The Ringer's Kevin O'Connor reported the Hornets "are likely targeting a big man and are heavily considering Okongwu."
Okongwu averaged 16.2 points, 8.6 rebounds and 2.7 blocks in his lone season with the Trojans. Bleacher Report's Jonathan Wasserman ranked him as the third-best player in his most recent big board:
"Everyone buys his floor as a finisher and rim protector. The debate is about his upside as a 6'9", non-shooting center.
"But I'm too high on Okongwu's footwork for shot-creation and touch inside the arc. He should be more than just a dunker with his ability to shake in the post and soft touch with both hands.
"He'll also anchor the paint defensively while maintaining switchability and recovery speed in pick-and-roll coverage.

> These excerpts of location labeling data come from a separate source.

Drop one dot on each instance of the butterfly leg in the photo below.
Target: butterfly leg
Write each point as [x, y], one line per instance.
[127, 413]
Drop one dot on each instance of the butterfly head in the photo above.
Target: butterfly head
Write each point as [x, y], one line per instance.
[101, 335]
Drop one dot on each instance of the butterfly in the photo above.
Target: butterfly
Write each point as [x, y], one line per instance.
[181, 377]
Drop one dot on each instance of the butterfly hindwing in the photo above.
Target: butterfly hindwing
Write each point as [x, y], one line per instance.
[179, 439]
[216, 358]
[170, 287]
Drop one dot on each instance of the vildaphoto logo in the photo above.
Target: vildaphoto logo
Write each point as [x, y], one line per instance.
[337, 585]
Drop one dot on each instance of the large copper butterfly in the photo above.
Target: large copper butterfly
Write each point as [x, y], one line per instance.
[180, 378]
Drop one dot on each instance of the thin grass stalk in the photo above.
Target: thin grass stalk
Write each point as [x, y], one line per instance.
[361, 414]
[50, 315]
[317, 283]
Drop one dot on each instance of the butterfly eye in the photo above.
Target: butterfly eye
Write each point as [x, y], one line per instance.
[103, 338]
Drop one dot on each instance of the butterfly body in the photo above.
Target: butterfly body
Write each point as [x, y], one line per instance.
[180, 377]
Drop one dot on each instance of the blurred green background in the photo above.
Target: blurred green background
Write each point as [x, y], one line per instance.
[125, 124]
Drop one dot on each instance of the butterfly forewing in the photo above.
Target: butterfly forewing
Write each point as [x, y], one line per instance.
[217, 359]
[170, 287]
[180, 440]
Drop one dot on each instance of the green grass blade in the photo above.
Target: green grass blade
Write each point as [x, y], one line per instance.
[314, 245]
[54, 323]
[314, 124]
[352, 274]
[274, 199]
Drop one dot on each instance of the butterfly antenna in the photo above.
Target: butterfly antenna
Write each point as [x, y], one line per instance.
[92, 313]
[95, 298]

He's a can't-lose option with the potential to impact games at both ends."
The overarching problem for the Hornets at the moment is they appear to have little in the way of foundational pieces for their rebuild.
Terry Rozier turns 27 in March, and he fits better as a complementary piece rather than a lead guard. First-round draft picks Malik Monk, Miles Bridges and P.J. Washington haven't fully panned out yet. Devonte' Graham had a breakout 2019-20 season and should be a part of the backcourt going forward; however, he's not a Kemba Walker-like talent who can be a franchise cornerstone.
The one benefit for the Hornets is that leaves them with a lot of flexibility in the first round. They can focus on value rather than drafting for need.
Okongwu would suit both aims.
Cody Zeller is entering the final year of his contract, while Willy Hernangomez and Bismack Biyombo are free agents. Assuming Charlotte makes an effort to re-sign Hernangomez, the team would still have a void at center since Zeller is a prime trade candidate on an expiring deal.
Okongwu could come in and be the long-term solution at the 5.